Goldanleger mit Schneeballsystem abgezockt.

Von mindestens 10.000 betroffenen Kleininvestoren gehen Eingeweihte beim neuesten Anlageskandal aus: Das Unternehmen PIM Gold aus dem hessischen Heusenstamm hatte angeblich circa 3,4 Tonnen Gold verkauft und für die Käufer verwahrt. Aktuell entspräche das einem Geldwert von rund 150 Millionen Euro. Bei einer ersten Bestandsaufnahme konnten aber nur etwa 500 Kilogramm Gold sichergestellt werden.

Kundenansprüche wurden demnach gemäß Schneeballsystem bedient.

Die Staatsanwalt Darmstadt ermittelt, das Unternehmen hat Insolvenz angemeldet, einer der Strippenzieher wurde in Haft genommen.
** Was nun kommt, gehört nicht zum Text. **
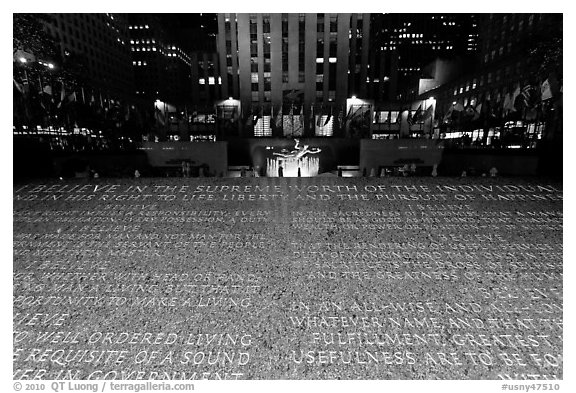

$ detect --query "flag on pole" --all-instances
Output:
[442,104,455,123]
[12,78,24,94]
[540,79,552,101]
[406,109,414,126]
[316,105,324,127]
[308,104,314,130]
[246,105,254,127]
[324,107,332,127]
[57,81,66,108]
[472,103,483,120]
[422,105,434,121]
Zurzeit wird die Buchhaltung der letzten Jahre vom vorläufigen Insolvenzverwalter durchleuchtet. Anfang Dezember soll das Insolvenzverfahren förmlich eröffnet werden. Viel Hoffnung für die geprellten Anleger besteht jedoch nicht, sofern nicht noch bedeutende Goldbestände auftauchen. Bis es zu ersten quotierten Zahlungen kommt, werden die Investoren laut Insolvenzverwalter jedenfalls „einige Jahre“ Geduld haben müssen. Wieder einmal zeigt sich: Trau, schau, wem.

Leider können solche Einzeltäter eine ganze Branche in Verruf bringen und eine eigentlich sichere und gute (wenn auch keine Erträge abwerfende) Kapital-Anlageform in Misskredit bringen.